After the last hospitalization, our dear doctor told us Z.’s “frontal lobe was fried” and implied we should be looking at institutions. Even Z.’s Christian faith was splintered; his hallucinatory spirit journeys were more real to him than religious truth. As his mother, I spent five years crying and praying and struggling to understand what had happened.
A Lesson from Corrie ten Boom on Thankfulness
Thanksgiving season was particularly trying. Of course, there are always things to be thankful for, such as food, family, friends, a roof over my head. But these blessings paled in comparison to the hollowing-out of my beloved son. Believers in Christ are called to “rejoice always, pray without ceasing, give thanks in all circumstances” (1 Thessalonians 5:16-18).
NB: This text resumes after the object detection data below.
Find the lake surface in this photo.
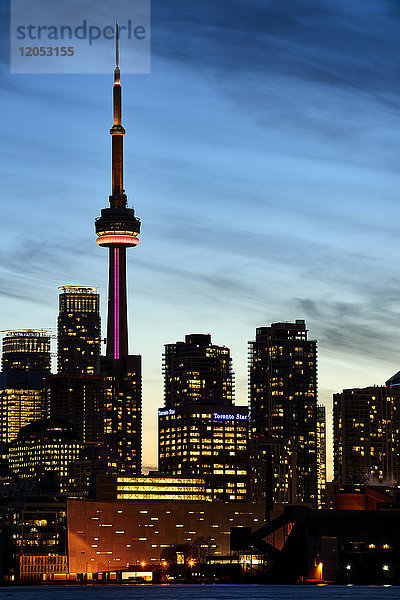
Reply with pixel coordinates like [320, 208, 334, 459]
[0, 585, 400, 600]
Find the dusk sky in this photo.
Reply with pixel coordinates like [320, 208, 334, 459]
[0, 0, 400, 478]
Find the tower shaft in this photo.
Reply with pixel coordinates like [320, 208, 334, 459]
[106, 246, 128, 359]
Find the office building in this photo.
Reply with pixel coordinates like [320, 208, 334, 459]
[0, 329, 51, 443]
[333, 380, 400, 485]
[1, 329, 50, 374]
[46, 373, 104, 446]
[95, 35, 142, 474]
[0, 370, 47, 443]
[317, 405, 326, 508]
[96, 471, 212, 502]
[249, 319, 318, 508]
[158, 404, 249, 502]
[9, 419, 83, 492]
[57, 286, 101, 375]
[67, 500, 264, 573]
[158, 334, 249, 501]
[163, 334, 233, 408]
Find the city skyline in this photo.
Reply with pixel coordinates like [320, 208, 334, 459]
[0, 1, 400, 478]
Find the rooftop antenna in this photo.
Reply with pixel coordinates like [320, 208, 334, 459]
[115, 21, 119, 68]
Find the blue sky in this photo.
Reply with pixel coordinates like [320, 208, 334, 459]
[0, 0, 400, 478]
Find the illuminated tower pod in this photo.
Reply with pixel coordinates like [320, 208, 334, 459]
[95, 33, 140, 359]
[95, 29, 142, 473]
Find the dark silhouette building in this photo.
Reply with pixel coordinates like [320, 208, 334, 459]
[249, 319, 318, 507]
[163, 334, 233, 408]
[158, 334, 248, 501]
[333, 380, 400, 485]
[95, 35, 142, 473]
[57, 286, 101, 375]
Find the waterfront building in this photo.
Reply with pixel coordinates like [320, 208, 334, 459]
[158, 334, 249, 501]
[249, 319, 318, 508]
[67, 500, 265, 573]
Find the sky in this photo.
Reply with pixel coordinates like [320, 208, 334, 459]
[0, 0, 400, 473]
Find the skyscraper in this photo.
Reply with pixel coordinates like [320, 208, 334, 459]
[1, 329, 50, 374]
[317, 405, 326, 508]
[158, 334, 248, 501]
[0, 329, 50, 443]
[333, 380, 400, 485]
[95, 31, 142, 473]
[57, 285, 101, 375]
[47, 286, 104, 445]
[163, 334, 233, 408]
[249, 319, 318, 507]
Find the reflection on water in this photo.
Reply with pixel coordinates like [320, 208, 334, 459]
[0, 585, 400, 600]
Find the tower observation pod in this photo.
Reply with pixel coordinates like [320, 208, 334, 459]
[95, 24, 140, 360]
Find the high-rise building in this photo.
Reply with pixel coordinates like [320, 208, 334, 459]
[1, 329, 51, 374]
[333, 380, 400, 485]
[0, 329, 51, 443]
[95, 28, 142, 473]
[158, 404, 249, 502]
[317, 405, 326, 508]
[158, 334, 249, 501]
[9, 419, 83, 492]
[47, 286, 104, 445]
[57, 286, 101, 375]
[46, 373, 104, 446]
[249, 319, 318, 507]
[0, 370, 47, 443]
[163, 334, 233, 408]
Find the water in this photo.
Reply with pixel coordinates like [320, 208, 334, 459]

But how could I fight my way to gratitude? Would I ever find joy again?
Corrie ten Boom, a member of the Dutch Resistance during World War II, wrote about her imprisonment in a German concentration camp, which was crawling with fleas. Corrie’s sister Betsie, the more spiritual of the two, forced Corrie to practice gratitude to the point of thanking God for the fleas.
Corrie thought Betsie was out of her mind. Then, surprisingly, the guards gave the prisoners unprecedented freedom in the barracks. Corrie discovered this reprieve from harassment was precisely because the guards were afraid of fleas.
If Corrie, as a prisoner of the Nazis, could thank God for fleas, could I find a way to thank God for mental illness? Five years in, the answer is — miraculously — yes. Here are four blessings I have experienced as a direct result of my son’s affliction.
We could not hide the fact that our family was in crisis. We were physically incapable of putting on masks, pretending everything was okay. This was a blessing, albeit painful and embarrassing. We were forced to open up to our friends, and to rely on our church family. Lasting bonds formed in the trenches.